China-based publisher NetEase is reportedly disbanding the team responsible for handling Blizzard titles in its home market, following the collapse of the two companies’ long-running partnership.
Sources familiar with the matter told the South China Morning Post that “most staff” in the department had been either laid off or transferred to other parts of the company.
Chinese operations for Blizzard games were handled by a unit at NetEase subsidiary Shanghai EaseNet Network Technology. A team of around ten people has been kept on to handle the logistics around the affected titles’ suspension, as well as customer service issues in the aftermath, but these will reportedly only stay on for up to six months.
At its peak, there were less than 100 people on this team, and many are said to have left after Blizzard and NetEase first announced their split in November. Some technical staff have already been transferred to other teams in Shanghai.

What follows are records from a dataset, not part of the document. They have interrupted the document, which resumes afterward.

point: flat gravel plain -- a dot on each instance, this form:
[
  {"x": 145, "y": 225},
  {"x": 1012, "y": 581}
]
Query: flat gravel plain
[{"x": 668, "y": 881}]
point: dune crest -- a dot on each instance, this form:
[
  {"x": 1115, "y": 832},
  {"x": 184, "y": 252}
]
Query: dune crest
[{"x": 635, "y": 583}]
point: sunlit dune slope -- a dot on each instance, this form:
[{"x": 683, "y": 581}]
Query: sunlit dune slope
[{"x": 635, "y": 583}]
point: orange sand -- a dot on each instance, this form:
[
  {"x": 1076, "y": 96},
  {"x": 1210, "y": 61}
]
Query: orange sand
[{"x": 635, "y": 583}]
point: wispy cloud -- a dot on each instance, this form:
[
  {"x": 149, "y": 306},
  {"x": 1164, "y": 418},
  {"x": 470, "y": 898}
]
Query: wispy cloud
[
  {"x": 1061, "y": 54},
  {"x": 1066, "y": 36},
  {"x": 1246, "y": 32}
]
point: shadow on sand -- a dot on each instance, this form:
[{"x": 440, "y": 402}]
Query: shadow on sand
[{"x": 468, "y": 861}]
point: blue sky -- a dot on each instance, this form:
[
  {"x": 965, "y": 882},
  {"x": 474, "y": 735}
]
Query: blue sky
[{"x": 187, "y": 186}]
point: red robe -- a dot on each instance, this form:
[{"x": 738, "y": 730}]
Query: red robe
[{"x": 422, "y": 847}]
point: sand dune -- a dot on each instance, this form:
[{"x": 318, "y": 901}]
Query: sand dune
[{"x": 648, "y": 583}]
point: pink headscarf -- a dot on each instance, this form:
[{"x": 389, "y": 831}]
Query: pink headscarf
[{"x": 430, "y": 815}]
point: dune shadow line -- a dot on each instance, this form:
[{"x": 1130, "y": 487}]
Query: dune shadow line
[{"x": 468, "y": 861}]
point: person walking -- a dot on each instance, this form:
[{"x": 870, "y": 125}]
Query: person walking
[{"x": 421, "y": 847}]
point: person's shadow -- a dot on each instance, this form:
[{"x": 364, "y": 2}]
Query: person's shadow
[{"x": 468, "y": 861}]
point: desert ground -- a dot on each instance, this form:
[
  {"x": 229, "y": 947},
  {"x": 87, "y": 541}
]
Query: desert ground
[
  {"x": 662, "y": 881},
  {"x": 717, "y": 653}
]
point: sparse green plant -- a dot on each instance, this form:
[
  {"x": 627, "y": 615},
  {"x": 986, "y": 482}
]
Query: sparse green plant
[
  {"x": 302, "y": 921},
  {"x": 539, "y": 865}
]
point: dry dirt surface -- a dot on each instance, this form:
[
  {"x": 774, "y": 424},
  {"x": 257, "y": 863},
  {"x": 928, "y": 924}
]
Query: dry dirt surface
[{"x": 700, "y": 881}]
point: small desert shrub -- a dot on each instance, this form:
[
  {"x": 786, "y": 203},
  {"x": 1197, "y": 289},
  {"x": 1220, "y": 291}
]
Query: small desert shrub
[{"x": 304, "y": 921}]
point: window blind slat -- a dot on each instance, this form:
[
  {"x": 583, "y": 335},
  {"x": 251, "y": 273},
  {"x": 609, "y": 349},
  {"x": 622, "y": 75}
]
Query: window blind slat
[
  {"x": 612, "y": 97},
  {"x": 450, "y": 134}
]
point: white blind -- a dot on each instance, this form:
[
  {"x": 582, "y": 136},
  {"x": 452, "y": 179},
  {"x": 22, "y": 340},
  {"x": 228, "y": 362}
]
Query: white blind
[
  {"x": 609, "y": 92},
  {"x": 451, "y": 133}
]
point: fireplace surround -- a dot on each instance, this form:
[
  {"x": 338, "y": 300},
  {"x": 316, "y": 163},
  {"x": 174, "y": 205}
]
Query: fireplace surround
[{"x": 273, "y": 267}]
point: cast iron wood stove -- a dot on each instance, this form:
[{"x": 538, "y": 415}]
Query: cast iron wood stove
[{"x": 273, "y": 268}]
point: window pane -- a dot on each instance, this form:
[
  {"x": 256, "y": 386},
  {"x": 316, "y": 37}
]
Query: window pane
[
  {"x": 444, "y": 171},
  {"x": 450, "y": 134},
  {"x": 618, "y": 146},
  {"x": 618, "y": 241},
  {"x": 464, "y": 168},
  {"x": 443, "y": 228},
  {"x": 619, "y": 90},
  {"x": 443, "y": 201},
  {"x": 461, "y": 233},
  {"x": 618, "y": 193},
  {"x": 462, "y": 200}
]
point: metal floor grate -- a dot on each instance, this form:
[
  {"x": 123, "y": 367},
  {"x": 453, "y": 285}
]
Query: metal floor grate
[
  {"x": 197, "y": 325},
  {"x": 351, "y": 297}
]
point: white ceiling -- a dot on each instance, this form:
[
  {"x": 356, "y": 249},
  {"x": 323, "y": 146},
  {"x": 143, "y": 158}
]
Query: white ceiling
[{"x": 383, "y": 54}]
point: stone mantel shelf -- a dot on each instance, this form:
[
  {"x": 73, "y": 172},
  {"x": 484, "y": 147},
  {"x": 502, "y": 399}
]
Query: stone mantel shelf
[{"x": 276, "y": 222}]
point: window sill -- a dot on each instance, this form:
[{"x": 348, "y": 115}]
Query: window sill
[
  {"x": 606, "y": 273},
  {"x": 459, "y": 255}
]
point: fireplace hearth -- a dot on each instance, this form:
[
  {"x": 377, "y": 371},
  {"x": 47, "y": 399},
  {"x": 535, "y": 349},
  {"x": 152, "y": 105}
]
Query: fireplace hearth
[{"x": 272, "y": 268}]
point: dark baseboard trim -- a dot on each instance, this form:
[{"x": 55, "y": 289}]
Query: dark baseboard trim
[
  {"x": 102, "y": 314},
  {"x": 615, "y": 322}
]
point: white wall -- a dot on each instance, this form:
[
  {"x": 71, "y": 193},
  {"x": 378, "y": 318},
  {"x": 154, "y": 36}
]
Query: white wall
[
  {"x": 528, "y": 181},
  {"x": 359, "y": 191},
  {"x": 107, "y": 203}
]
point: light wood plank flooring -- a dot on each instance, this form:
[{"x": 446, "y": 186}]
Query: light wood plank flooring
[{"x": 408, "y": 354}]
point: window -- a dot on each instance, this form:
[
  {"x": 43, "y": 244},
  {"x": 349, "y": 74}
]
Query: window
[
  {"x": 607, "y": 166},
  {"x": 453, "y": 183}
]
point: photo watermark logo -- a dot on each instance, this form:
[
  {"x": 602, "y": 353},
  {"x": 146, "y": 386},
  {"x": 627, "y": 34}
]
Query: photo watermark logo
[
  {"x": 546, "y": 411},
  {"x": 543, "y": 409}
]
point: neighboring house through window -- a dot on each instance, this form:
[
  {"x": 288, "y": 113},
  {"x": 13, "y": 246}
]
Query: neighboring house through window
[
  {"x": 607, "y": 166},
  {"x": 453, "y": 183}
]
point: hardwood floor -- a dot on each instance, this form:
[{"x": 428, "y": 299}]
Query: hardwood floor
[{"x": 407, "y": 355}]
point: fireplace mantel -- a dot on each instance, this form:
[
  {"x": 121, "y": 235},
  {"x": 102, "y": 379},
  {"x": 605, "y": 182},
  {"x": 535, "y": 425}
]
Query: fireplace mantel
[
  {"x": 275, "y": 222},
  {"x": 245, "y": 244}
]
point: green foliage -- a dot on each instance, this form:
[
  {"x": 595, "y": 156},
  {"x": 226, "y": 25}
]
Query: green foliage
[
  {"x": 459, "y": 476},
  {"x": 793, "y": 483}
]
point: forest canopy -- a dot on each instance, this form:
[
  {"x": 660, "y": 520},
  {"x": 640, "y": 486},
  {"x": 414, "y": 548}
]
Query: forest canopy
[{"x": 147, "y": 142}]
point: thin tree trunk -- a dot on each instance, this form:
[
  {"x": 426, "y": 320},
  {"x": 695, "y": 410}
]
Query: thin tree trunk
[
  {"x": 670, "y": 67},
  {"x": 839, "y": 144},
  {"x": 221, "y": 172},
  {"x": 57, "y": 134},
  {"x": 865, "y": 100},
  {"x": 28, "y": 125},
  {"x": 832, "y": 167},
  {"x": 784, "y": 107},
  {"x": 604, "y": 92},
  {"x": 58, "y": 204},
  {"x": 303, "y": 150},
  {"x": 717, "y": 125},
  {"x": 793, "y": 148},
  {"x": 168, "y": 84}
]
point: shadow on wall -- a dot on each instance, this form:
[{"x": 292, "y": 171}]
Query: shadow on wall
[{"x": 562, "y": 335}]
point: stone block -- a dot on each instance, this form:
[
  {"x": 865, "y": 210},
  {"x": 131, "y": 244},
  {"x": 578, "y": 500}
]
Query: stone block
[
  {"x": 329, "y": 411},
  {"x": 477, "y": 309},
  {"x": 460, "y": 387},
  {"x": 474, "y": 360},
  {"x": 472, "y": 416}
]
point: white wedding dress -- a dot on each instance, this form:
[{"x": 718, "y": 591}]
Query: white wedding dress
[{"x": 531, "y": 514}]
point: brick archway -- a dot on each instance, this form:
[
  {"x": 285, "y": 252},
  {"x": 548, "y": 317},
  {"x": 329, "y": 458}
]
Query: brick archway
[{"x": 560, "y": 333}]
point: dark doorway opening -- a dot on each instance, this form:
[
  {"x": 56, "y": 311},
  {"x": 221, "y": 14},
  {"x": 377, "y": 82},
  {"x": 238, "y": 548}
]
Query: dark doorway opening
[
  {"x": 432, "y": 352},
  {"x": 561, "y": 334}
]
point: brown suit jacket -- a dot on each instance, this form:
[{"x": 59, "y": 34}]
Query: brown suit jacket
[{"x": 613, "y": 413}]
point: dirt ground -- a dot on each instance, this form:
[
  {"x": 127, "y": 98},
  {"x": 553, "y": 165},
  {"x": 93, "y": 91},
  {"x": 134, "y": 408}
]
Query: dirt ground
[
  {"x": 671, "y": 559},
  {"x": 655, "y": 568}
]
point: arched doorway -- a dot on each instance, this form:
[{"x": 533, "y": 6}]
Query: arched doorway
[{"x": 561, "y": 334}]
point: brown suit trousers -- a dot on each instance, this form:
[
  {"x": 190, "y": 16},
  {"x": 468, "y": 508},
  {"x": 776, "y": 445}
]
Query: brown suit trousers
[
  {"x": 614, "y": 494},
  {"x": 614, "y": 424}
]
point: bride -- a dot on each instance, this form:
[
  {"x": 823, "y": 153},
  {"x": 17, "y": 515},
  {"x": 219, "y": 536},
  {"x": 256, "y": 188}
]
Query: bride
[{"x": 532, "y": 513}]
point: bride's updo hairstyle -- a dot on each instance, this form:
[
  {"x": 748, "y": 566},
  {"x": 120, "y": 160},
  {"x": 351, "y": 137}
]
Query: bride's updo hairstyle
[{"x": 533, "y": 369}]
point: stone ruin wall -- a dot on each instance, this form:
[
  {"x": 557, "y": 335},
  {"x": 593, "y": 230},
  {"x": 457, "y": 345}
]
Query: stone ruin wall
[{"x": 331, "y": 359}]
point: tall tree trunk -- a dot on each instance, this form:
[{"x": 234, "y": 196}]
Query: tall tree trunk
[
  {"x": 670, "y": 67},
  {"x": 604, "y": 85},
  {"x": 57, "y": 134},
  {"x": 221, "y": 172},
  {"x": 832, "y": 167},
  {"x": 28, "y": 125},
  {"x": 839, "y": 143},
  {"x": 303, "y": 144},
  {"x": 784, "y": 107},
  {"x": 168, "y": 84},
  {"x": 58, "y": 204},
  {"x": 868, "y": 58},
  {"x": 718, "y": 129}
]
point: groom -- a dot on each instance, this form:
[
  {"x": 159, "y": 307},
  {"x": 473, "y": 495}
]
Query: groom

Blizzard and NetEase announced their 14-year partnership, which saw the latter handling publishing and operations for key Blizzard titles, will expire on January 23, 2023, with no word of a renewal.
In fact, Blizzard has already said it is in discussions with various alternative partners in China, but the South China Morning Post’s sources say an agreement is unlikely to be secured by January 23.
On that day, seven Blizzard titles will go offline in mainland China: World of Warcraft, Overwatch, Hearthstone, Diablo 3, Warcraft 3, StarCraft 2 and Heroes of the Storm. Blizzard has already pulled these titles from sale in China.
Mobile game Diablo Immortal is unaffected, as this is part of a separate agreement and co-developed by NetEase and Blizzard. The NetEase team behind it is based at the company’s Hangzhou headquarters and unaffected by job cuts.